The Shavet Halevi definitly would machshir, since it is supposed to be a dalet and looks like a dalet – who cares about the nekev that isn't touching the letter!
But according to the poskim in lamed entering a dalet, I dare say this case also is questionable if it is csiva tama, who can tell in truth that this is a dalet and not a hai that his regel was consumed by a nekev – the letter is not obvious to a regular reader! (maybe it may be fixed by adding a patch under the nekev? Or this is chok tochos? )
E. Till now it sounds like I am machmir, but now I will examplify the argument in an opposite case, to show that I am equaly meikel.
What is the law if 2 letters touch causing a possible shinuy tzura – maybe turning them into another letter.
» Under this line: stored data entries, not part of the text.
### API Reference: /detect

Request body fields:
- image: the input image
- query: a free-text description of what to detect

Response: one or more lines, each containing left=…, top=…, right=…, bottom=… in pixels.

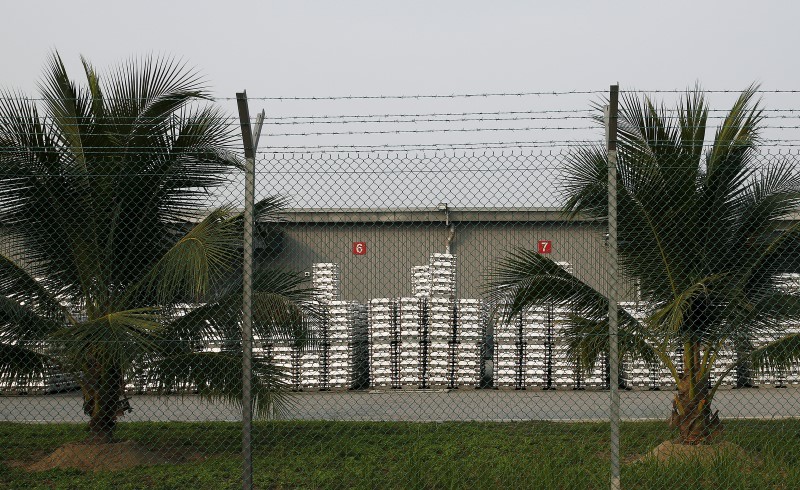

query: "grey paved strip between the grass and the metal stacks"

For example a caf & vav touching, but don’t look at all like a mem, a nun & zayin touching, but don’t look at all like a tes, a caf & reish touching but don’t look at all like a mem – these are not far-fetched, but actualy do happen.
Many Rabbis will say it is clear that there is a shinuy tzura, there is no question to ask a tinok, because hallachicaly it has changed to the form of another letter, we don’t ask a tinok when we know for sure what [pasul] letter it is.
I think this isn't correct according the acharonim (SA Harav & MB) that when there is a hefsek (sh'aino nikar l'hedya) between the zadi's yud from its nun, a tinok may read and machshir (see my post "Hefsek Nikar le'hedya" – and we don’t claim since hallachicaly we have a nun and yud, so what does it matter what a tinok says,) we do follow the tinok – the same should be done in these cases!
They are the exact opposite cases of the zadi mentioned.